Let $\rm n$ be the product of all primes that divide $\rm a$ but not $\rm b$. Assume $\rm p\mid a,b+nc$ with $\rm p$ prime.

• Suppose $\rm p\mid b$. Then $\rm p$ cannot divide $\rm c$ (since $\rm p\mid a,b,c\implies p\mid(a,b,c)$) nor does it divide $\rm n$, by definition, but $\rm p\mid b\implies\rm p\mid (b+nc)-b=nc\implies p\mid n$ or $\rm p\mid c$, impossible.
• Suppose $\rm p\nmid b$. But then $\rm p\mid a,p\nmid b\implies p\mid n\implies\rm p\mid (b+nc)-nc=b$, impossible.

Therefore the gcd $\rm(a,b+nc)$ is $1$ as it is not divisible by any prime $\rm p$.

Solution 2:

(Overkill proof)

We know that $\gcd(a,\gcd(b,c))=1$. Let $b+c=\gcd(b,c)P+\gcd(b,c)Q=\gcd(b,c)(P+Q)$ where $b=\gcd(b,c)P$ and $c=\gcd(b,c)Q$. Note that $\gcd(P,Q)=1$ (since we divided by the greatest common divisor).
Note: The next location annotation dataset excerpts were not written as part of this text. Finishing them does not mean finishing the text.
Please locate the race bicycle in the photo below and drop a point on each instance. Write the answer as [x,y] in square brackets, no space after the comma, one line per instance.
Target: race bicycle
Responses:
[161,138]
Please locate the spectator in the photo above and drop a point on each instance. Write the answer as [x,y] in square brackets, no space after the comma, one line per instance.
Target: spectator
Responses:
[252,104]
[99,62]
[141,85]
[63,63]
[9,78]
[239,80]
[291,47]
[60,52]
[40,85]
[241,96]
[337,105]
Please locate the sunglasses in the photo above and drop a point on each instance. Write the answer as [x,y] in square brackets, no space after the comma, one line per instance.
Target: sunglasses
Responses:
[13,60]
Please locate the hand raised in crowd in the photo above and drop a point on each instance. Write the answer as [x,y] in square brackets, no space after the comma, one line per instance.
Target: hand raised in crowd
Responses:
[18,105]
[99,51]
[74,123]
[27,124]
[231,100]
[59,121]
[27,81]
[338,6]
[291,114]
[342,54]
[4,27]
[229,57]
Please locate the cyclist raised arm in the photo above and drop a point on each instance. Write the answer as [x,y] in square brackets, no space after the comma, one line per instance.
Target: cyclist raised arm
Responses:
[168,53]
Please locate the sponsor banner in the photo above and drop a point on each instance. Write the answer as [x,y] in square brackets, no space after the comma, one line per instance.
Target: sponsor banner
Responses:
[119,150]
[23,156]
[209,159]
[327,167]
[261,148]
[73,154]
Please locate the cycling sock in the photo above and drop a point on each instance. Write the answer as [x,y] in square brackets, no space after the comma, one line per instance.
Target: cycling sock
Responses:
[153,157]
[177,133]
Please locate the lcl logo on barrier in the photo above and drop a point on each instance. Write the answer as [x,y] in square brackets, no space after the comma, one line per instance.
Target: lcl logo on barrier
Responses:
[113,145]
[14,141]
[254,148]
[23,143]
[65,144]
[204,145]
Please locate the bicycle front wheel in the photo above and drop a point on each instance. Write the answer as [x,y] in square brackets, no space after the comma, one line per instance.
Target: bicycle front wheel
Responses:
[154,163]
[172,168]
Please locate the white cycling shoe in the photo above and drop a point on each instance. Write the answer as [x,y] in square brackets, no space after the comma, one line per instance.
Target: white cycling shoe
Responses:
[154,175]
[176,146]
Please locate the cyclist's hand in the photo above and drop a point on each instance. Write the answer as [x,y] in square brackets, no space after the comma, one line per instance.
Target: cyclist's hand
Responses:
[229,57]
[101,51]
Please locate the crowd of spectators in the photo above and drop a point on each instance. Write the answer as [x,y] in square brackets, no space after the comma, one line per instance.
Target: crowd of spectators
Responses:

By Dirichlet's Theorem on primes in arithmetic progression there are infinitely many primes of the form $P \mod Q$ or in other words there are infinitely many primes $\pi=P+nQ$. Obviously there is a $\pi$ such that $\gcd(a, \pi)=1$ and $\gcd(a,\gcd(b,c)\pi)=1$. Well $\gcd(b,c)\pi=\gcd(b,c)(P+nQ)=b+nc$.

Solution 3:

It is worth emphasis that the key idea behind the classical proof in anon's answer is quite simple.

Theorem $\,\ \ b+c\ $ is coprime to $\ a\:$ if every prime factor of $\,a\,$ divides $\,b\,$ or $\,c,\,$ but not both.

Proof $\ $ If not, then $\,a\,$ and $\,b+c\,$ have a common prime factor $\,p.\,$ By hypothesis $\,p\mid b\,$ or $\,p\mid c.\,$ Wlog, say $\,p\mid c.\,$ Then $\,p\mid (b+c)-c = b,\,$ so $\,p\,$ divides both $\,b,c,\,$ contra hypothesis. $ $ QED

Since we seek $\,b+nc\,$ coprime to $\,a,\,$ it suffices to choose $\,n\,$ such that each prime factor $\,p\,$ of $\,a\,$ divides exactly one of $\,b\,$ or $\,nc.\,$ Note $\,p\,$ can't divide both $\,b,c,\,$ else $\,p\mid a,b,c,\,$ contra hypothesis. Therefore it suffices to choose $\,n\,$ to be the product of primes in $\,a\,$ that do not occur in $\,b\,$ or in $\,c.\,$

This method of generating (co)primes by partitioning the prime factors of $\,a\,$ into two summands has an illustrious history, e.g. Stieltjes used it to generalize Euclid's classical proof that there are infinitely many primes: split the product $\: a\,$ of the prior primes into two products $\,b,c.\,$ Their sum yields an integer coprime to the prior primes, so its prime factors are new, i.e. not among the prior primes. Euclid's classic proof is simply the special case where $\, c = 1.$